Post mortem : Errors 592 05/02/17
HTTP Errors 592 have been emitted by one of our front servers between 15:55 UTC and 17:15 UTC. We estimate that one percent of the traffic has been impacted. This was due to a human error during the addition of new servers on the platform. New servers started to receive traffic whereas they were not completely provisioned.
Before 15:55 UTC, new cache servers were provisioned in a disabled state.
At 15:55 UTC, update of a first front server to include new cache servers into its configuration. These cache servers were not fully disabled.
At 16:31 UTC, an alert with a low priority signals an abnormal request error ratio.
At 16:51 UTC, one customer created a support ticket.
At 16:58 UTC, engineers started the investigation.

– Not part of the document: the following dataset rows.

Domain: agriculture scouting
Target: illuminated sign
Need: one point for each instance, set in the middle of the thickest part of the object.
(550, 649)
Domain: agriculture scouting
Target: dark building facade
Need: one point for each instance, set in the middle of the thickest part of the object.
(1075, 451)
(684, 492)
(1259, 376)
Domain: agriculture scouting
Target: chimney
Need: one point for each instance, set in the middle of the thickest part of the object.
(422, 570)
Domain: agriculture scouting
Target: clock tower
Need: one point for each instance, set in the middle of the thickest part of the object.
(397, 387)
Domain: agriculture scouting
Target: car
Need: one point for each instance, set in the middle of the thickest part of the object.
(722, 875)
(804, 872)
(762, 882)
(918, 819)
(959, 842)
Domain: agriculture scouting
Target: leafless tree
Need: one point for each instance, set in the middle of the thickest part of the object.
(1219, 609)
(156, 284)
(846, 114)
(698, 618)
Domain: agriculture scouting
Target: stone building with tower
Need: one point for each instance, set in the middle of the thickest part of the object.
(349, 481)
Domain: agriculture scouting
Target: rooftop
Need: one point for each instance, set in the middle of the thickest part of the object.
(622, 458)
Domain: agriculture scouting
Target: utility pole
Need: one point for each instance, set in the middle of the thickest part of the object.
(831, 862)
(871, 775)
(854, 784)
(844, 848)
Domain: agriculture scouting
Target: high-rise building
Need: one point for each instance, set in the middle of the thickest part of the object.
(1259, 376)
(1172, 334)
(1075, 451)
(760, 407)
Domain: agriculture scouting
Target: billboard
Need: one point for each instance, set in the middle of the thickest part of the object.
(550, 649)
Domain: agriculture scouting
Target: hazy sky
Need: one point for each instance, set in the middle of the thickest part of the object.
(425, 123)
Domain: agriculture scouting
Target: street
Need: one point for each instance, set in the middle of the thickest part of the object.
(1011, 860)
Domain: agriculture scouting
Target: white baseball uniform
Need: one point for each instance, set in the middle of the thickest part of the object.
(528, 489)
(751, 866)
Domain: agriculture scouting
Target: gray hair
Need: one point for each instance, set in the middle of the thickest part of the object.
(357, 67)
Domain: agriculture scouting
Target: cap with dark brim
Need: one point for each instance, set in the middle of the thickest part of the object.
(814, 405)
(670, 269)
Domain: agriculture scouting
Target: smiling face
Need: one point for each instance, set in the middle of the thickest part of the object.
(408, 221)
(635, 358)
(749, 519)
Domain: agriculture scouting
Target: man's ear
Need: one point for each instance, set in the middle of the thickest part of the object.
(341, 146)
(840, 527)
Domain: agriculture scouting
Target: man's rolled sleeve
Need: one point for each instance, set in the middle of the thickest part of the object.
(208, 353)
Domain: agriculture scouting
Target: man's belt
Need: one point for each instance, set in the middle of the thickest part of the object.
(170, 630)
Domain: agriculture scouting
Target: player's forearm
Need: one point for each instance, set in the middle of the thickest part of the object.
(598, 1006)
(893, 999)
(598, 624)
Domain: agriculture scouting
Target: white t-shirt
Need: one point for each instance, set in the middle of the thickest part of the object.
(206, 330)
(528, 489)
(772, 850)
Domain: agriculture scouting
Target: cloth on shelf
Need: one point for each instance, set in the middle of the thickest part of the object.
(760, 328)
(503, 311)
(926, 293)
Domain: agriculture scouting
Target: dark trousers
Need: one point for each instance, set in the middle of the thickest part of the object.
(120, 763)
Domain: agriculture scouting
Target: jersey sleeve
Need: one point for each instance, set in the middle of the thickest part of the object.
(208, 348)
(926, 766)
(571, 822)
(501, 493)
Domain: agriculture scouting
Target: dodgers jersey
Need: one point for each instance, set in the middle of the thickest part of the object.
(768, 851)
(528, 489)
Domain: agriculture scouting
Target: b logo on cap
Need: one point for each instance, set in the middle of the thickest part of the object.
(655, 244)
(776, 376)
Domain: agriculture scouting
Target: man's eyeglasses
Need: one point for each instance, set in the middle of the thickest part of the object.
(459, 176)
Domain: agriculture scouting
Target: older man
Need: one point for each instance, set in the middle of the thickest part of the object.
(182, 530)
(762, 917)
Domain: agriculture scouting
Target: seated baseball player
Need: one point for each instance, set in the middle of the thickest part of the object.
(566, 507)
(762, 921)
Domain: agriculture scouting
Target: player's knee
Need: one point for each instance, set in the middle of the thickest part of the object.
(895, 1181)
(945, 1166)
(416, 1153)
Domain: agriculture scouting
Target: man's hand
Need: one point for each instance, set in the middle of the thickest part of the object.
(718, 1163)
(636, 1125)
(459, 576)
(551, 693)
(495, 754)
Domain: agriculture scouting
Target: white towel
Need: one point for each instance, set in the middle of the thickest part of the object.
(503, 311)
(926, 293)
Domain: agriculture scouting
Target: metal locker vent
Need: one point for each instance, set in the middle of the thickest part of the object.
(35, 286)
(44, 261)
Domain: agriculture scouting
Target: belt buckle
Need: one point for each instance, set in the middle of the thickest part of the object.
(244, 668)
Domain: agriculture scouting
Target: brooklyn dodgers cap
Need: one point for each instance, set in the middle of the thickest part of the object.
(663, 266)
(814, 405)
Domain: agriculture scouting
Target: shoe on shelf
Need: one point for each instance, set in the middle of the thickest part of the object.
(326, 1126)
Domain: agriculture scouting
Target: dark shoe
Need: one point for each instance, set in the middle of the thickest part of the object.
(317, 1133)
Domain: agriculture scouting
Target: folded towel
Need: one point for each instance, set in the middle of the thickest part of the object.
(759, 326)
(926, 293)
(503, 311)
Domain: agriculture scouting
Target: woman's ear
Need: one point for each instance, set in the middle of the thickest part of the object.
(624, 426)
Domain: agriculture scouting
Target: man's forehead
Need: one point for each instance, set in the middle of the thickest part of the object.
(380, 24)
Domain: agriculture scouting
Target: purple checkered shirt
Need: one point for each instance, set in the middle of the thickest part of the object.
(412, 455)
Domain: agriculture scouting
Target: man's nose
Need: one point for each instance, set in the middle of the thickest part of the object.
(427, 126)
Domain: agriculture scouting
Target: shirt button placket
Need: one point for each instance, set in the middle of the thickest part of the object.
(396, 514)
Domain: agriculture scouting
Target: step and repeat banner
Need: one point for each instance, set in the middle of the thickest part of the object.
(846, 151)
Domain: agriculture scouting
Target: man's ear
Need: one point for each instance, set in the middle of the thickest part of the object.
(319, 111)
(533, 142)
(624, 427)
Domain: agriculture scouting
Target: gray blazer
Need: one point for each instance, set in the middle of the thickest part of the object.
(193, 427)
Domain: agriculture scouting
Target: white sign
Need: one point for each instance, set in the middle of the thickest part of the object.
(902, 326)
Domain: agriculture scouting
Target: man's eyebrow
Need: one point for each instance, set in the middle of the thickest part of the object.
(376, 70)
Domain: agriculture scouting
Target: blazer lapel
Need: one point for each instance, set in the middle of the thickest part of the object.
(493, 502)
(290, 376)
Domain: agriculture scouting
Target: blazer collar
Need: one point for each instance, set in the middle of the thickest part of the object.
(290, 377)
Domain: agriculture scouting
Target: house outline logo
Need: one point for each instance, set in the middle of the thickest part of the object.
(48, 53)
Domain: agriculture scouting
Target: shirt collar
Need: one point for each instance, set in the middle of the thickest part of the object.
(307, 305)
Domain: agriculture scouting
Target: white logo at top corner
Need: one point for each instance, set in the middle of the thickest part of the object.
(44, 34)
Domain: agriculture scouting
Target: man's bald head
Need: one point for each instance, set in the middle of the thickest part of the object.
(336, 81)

At 17:11 UTC, mis-configuration in the impacted front layer is determined and fixed.
At 17:14 UTC, one customer called the oncall number.
At 17:14 UTC, new cache servers are removed from the update front server configuration.
At 17:37 UTC, a notification is posted on status.fasterize.com.
Time to detect : 36 minutes
Time to resolve : 79 minutes
In our operation procedure, any operations on a server require to disable it. We recently introduced two disabled modes: full and partial. The partial mode is used to disable only one service.
The operation procedure has not been updated accordingly and, new servers were only partially disabled.
Traffic started to be sent to those cache servers and HTTPS traffic was unable to be forwarded to proxy servers as secure network layer was not yet ready. 592 HTTP errors were then replied to our front servers.
We implemented an HTTPS fallback that bypasses the cache and proxy layer in case of errors in the stack. This mechanism worked correctly for most of our customers but four of our customers were not correctly configured for this system to be effective (origin addresses were mis-configured).
About 1.4% of our traffic was a 592 HTTP error until the configuration was fixed.